Scandalously, he claims, “the government and the Treasury are prepared. We are planning for every outcome and we will find any necessary funding and we will only spend it when it’s responsible to do so”. Monday’s Treasury document on future options for customs regimes is jam-packed with options for various outcomes, but not a single penny has been spent on adapting and enlarging existing systems.

There’s not much reading between the lines here. Mr Hammond is planning for only one set of options, a deep customs arrangement, which would bar the UK from meaningful trade deals with the rest of the world. If he, Theresa May and David Davis fail to set up that kind of arrangement before the transition deal ends, it will simply never end. Brexit only in name.
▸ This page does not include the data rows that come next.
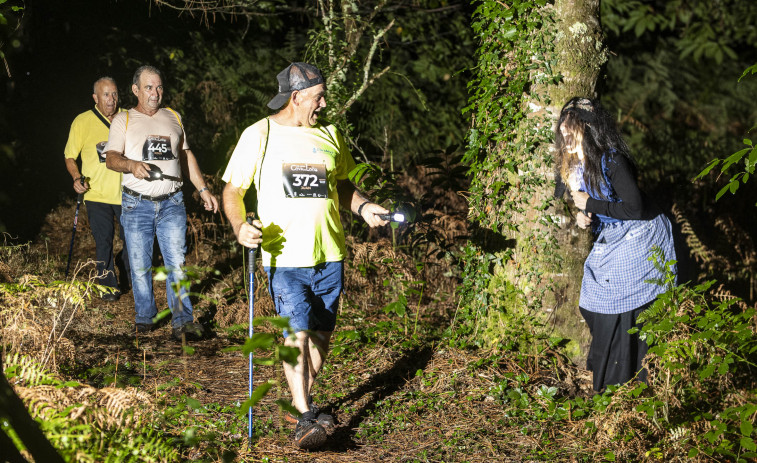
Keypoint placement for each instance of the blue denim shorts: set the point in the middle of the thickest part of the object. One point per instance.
(309, 296)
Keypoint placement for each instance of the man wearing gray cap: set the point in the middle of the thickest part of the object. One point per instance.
(298, 168)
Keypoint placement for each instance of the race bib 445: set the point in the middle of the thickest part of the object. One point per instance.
(157, 148)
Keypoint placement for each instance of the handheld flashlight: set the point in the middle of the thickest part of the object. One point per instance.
(157, 174)
(393, 217)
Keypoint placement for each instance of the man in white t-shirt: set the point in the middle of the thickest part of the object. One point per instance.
(149, 146)
(298, 168)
The Chancellor makes his pre-budget appearance before the Treasury Select Committee at 9.45, but do not expect a grilling, the committee is chaired by arch-Remainer, Nicky Morgan.
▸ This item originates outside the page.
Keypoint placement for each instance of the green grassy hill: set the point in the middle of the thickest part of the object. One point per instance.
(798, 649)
Following the Government’s formal acknowledgement of the possibility of a no-deal, the Sun has collected a number of quotes from unnamed cabinet figures with estimates as to the likelihood of that outcome. Two Leavers say 50/50, while a Remainer puts it at a slightly more optimistic 40%.

One of the two Brexiteers added: “No proper leadership means departments have stopped preparing for no deal, and they are using our lack of a majority as an excuse.

“It is killing our negotiating hand, as the EU is watching us very carefully and they can see just how little we’re doing too”.

The article also reports Philip Hammond has signalled his intention to pledge more funds to Brussels if trade talks with the EU have not begun by the New Year. Catastrophic.

It should therefore come as no surprise that not the slightest rumour of a breakthrough has come out of Brussels where the two negotiating teams are coming to the end of their final session before the European Council Summit next week.

That has not stopped Michel Barnier from jumping the gun and begin pushing for the disgraceful post-2019 transition period. The Times glowingly reports of Barnier’s dogged endeavour.

Of all EU nations, the one that has benefited the most from a devalued currency under the Eurozone, Germany refuses to grant an extension until it sees a firmer financial commitment from the UK.

“Germany wants more and it wants it more or less in writing,” said one diplomat.